Entscheidung OLG München, Beschluss vom 31.10.2019, 31 Wx 398/17
von Rechtsanwalt Felix Dommermühl, Fachanwalt für Erbrecht
Sachverhalt (stark vereinfacht und verkürzt):
Eheleute hatten im Jahr 2015 ein Testament errichtet, das (nur) als Fotokopie vorlag.
Die Eheleute hatten bestimmt, dass der Erstversterbende vom Überlebenden, und der Überlebende von zwei Töchtern des Ehemannes aus einer früheren Ehe sowie dem Neffen der Ehefrau beerbt wird. Soweit möglich sollten die Verfügungen „wechselseitig“ sein.
Der Ehemann starb nur 4 Tage nach der Ehefrau. Deren Neffe beantragte einen Erbschein mit dem Inhalt, dass die Ehefrau vom Ehemann alleine beerbt wurde.
Das Nachlassgericht wies diesen Erbscheinsantrag zurück und argumentierte, dass das Testament mit Widerrufsabsicht vernichtet wurde (Anmerkung: demnach wäre von gesetzlicher Erbfolge nach der Ehefrau auszugehen). Der Neffe legte hiergegen Beschwerde ein
Mit Erfolg.
Das OLG München führt aus, dass das Nachlassgericht zu Recht von einer wirksamen Errichtung des Testaments ausgegangen ist.

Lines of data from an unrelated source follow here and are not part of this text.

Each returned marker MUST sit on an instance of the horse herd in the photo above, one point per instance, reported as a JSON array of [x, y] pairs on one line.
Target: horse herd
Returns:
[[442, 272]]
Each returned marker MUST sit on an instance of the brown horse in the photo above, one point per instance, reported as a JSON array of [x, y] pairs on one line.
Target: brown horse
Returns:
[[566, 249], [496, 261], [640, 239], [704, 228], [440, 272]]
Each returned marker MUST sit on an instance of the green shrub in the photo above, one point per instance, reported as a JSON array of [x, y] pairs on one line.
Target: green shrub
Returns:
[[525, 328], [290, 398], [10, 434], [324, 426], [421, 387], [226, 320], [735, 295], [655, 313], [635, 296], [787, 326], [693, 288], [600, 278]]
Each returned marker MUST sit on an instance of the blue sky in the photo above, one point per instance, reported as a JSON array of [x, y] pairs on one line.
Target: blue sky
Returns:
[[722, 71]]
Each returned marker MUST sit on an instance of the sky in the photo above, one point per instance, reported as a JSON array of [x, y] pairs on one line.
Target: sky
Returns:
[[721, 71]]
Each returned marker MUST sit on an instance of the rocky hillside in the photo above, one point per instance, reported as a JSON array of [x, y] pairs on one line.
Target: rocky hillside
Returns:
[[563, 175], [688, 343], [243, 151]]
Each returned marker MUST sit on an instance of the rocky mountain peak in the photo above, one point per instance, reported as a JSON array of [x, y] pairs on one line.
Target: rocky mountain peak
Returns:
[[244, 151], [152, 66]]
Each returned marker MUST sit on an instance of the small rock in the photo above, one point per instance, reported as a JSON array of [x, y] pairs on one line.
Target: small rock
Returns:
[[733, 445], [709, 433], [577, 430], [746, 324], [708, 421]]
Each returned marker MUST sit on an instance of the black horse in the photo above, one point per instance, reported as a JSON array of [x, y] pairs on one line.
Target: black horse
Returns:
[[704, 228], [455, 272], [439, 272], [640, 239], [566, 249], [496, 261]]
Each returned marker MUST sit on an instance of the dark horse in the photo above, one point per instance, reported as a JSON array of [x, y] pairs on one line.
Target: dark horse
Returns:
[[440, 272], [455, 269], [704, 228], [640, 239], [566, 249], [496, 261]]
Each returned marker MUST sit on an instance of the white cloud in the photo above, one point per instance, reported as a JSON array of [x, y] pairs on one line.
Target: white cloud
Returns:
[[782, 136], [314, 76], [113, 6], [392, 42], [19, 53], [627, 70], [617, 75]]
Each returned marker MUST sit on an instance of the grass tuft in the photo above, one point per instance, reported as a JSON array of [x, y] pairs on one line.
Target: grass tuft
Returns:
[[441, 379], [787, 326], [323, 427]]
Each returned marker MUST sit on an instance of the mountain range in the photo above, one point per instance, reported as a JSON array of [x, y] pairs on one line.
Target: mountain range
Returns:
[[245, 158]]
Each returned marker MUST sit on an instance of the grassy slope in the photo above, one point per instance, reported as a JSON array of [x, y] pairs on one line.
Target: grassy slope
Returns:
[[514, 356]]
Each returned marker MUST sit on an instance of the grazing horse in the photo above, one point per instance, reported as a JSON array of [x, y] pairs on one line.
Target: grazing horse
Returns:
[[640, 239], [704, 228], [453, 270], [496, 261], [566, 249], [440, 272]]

Der Umstand, dass das Original unauffindbar war, führe nicht zu einer Vermutung für einen Widerruf. Das OLG war nicht davon überzeugt, dass das Testament von den Eheleuten in Widerrufsabsicht vernichtet wurde.

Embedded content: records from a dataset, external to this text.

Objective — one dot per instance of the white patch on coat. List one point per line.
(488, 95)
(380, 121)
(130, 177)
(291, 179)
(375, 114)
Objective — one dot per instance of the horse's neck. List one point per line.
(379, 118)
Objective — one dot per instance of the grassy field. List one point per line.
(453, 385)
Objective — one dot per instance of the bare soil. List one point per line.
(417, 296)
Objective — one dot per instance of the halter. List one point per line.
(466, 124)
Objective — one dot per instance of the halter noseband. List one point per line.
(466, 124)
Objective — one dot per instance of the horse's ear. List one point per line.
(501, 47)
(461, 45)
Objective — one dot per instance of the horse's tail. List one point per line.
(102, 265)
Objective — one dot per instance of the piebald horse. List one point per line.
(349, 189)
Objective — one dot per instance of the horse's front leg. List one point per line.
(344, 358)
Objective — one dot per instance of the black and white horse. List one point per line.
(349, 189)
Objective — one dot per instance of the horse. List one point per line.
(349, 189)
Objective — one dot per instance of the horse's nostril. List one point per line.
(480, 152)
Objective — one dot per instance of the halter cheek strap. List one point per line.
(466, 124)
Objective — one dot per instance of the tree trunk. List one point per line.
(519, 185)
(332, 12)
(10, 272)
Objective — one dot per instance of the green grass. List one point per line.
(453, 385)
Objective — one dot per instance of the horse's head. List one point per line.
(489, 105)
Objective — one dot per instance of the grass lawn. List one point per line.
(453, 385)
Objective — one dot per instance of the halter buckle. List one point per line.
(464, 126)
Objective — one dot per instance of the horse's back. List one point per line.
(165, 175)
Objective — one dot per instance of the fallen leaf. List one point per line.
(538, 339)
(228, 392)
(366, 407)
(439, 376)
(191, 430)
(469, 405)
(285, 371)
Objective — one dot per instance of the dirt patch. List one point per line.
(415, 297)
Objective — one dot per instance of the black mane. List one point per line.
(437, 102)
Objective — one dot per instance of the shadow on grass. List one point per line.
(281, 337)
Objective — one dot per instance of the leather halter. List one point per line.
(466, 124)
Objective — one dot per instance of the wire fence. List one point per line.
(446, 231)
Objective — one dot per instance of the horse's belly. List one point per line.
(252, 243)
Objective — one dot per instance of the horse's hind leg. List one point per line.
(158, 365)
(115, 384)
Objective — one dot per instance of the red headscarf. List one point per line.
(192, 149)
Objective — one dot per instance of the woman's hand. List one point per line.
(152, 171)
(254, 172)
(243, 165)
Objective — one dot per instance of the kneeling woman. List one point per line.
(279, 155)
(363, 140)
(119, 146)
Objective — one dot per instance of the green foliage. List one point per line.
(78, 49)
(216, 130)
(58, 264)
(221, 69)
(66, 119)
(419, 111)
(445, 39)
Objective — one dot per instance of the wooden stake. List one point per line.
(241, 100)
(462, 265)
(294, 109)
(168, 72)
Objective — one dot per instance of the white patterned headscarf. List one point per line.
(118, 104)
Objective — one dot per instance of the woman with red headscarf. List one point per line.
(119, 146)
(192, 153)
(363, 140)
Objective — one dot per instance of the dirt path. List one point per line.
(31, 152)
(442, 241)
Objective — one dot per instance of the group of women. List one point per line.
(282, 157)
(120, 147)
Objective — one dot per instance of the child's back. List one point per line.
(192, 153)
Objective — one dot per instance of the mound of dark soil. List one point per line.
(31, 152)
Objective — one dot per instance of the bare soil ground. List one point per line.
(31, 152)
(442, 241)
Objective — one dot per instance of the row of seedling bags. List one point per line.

Dass andere Unterlagen der Eheleute vorhanden waren (und zwar geordnet) und dass die Eheleute sich ggü. Dritten geäußert hätten, eine andere letztwillige Verfügung errichten zu wollen, war für das Gericht nicht genug, um einen Widerruf anzunehmen. Hiergegen spricht nach Ansicht des Gerichts, dass ein gemeinsamer Widerruf ohne „Neuerrichtung“ bzw. Abänderung nicht plausibel erscheint, denn die Folge eines „isolierten“ Widerrufs wäre gesetzliche Erbfolge gewesen, dies war aber wohl nicht gewollt.
Fazit:
Die Entscheidung zeigt u.a., dass auch die Kopie eines Testaments im Einzelfall zur Annahme einer gewillkürten Erbfolge führen kann, wobei natürlich stets alle Umstände des Einzelfall Berücksichtigung finden müssen.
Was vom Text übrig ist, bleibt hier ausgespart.